4.      Try using replacement sensory input that does not involve food/ eating:

·         Body movement (jump up & down on the spot, go for a walk, stretch your muscles, dance to music, swim, lift weights, skipping rope)

·         Fidget with something (stress ball, rubix cube, theraputty, a bag of marbles, rub hand cream into your hands, art or drawing/doodling)

·         Strong &/or preferred aromas (coffee, perfume, citrus, lavender)

·         Touch input (cold washer over eyes, deep heat or eucalyptus rub, warm shower or bath, put something heavy in your lap)

 

5.      Identify key trigger times/scenarios when you are more vulnerable to emotionally eat, and actively replace that behaviour with a new one involving a sensory activity. For example:

·         In-between work meetings, take 2 minutes to go to the bathroom and clean your teeth, make a fruit tea, go for a walk around the office and chat to a colleague, do some stretching exercises.

·         Rather than sit down with food to watch TV at night, start reading a book chapter each night, or do something arty/crafty.

·         Have healthy alternative snacks on hand to reduce risk of buying/eating unhealthy options.
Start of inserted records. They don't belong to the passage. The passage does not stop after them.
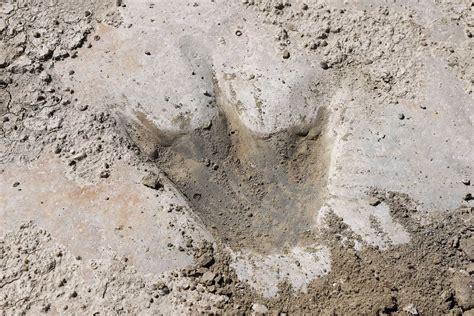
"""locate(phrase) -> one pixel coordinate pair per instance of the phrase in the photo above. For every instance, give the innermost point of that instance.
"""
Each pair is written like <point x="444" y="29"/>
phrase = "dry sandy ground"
<point x="256" y="157"/>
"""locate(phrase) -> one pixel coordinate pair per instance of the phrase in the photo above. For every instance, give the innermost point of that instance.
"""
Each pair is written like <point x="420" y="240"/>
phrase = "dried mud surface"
<point x="252" y="192"/>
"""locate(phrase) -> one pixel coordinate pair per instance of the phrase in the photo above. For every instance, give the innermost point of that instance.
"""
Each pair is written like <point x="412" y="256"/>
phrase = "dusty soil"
<point x="284" y="131"/>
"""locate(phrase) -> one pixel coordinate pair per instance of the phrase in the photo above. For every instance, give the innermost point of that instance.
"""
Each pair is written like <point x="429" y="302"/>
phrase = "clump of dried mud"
<point x="236" y="182"/>
<point x="433" y="274"/>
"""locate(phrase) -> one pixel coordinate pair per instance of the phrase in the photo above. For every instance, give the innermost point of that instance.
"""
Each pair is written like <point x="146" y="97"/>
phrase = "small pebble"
<point x="324" y="65"/>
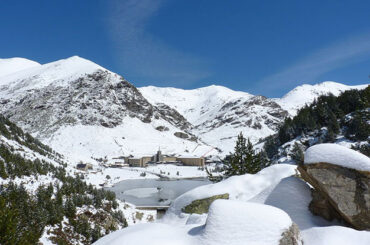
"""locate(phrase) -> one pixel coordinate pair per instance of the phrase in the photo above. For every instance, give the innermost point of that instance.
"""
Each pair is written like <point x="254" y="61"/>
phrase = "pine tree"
<point x="297" y="153"/>
<point x="244" y="159"/>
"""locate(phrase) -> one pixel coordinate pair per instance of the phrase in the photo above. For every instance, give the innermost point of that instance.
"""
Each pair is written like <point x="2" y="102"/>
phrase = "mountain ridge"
<point x="83" y="109"/>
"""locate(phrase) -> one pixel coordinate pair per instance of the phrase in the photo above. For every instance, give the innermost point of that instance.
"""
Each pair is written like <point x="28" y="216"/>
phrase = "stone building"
<point x="159" y="158"/>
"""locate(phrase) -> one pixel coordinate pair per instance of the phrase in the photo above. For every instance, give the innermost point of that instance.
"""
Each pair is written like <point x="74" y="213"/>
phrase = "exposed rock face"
<point x="339" y="190"/>
<point x="201" y="206"/>
<point x="291" y="236"/>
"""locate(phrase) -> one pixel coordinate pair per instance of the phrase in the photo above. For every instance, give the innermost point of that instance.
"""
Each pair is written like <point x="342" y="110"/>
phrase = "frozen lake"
<point x="154" y="192"/>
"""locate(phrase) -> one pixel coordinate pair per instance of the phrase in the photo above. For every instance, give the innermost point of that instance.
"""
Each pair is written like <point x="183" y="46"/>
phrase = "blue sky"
<point x="262" y="47"/>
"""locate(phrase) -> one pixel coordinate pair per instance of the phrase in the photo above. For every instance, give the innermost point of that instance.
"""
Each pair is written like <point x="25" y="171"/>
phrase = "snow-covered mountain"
<point x="219" y="114"/>
<point x="84" y="110"/>
<point x="306" y="93"/>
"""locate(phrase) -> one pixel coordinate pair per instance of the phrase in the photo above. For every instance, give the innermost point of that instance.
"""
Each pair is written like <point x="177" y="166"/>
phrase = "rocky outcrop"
<point x="201" y="206"/>
<point x="291" y="236"/>
<point x="339" y="192"/>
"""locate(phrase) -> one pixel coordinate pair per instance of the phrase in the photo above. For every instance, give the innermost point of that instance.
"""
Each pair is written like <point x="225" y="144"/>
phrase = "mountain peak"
<point x="306" y="93"/>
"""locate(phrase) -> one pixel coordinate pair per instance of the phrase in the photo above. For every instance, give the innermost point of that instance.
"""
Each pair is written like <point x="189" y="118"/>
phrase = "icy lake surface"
<point x="154" y="192"/>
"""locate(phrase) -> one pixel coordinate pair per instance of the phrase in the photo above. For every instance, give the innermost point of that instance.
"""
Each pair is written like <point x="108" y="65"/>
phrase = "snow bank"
<point x="336" y="235"/>
<point x="153" y="234"/>
<point x="338" y="155"/>
<point x="292" y="195"/>
<point x="234" y="222"/>
<point x="242" y="187"/>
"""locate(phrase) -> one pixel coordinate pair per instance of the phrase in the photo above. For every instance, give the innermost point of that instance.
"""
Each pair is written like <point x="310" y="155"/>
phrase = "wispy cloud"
<point x="311" y="67"/>
<point x="144" y="55"/>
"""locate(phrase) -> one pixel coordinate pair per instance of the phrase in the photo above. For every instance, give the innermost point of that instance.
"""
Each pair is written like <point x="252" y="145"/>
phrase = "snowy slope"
<point x="196" y="105"/>
<point x="85" y="111"/>
<point x="305" y="94"/>
<point x="12" y="65"/>
<point x="220" y="114"/>
<point x="264" y="204"/>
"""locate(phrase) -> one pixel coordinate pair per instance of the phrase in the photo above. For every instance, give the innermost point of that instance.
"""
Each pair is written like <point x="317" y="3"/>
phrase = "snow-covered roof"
<point x="338" y="155"/>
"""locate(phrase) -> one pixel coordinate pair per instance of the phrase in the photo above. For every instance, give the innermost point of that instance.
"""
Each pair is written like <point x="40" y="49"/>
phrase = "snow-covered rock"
<point x="242" y="187"/>
<point x="237" y="223"/>
<point x="337" y="155"/>
<point x="340" y="177"/>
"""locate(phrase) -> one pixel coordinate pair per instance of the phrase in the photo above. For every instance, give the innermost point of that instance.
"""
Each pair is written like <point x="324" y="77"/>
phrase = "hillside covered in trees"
<point x="41" y="197"/>
<point x="343" y="119"/>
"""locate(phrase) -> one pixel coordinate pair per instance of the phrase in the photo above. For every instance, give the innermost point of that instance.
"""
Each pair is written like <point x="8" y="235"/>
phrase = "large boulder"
<point x="238" y="223"/>
<point x="341" y="189"/>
·         Go for a walk when alone in the house, rather than eat. See if there are any walking groups, family or friends that might be interested to join you.

It is important to practice alternative sensory strategies regularly, as this will help your brain form new healthier habits to replace the old ones. With repetition and persistence, new neural pathways will increase in strength and the brain’s ability to access them becomes faster and more efficient. This process directly counters the old neural pathways, thus reducing the power of the older, unwanted habits.

 

References

Ellen, J (2017). Addiction doc says: It’s not the drugs. It’s the ACEs…adverse childhood experiences. Found in https://acestoohigh.com/2017/05/02/addiction-doc-says-stop-chasing-the-drug-focus-on-aces-people-can-recover/

O’Sullivan, J & Fitzgibbon, C (2018) Sensory Modulation Resource Manual: Changing how you feel through using your senses. Lightening Source, Melbourne.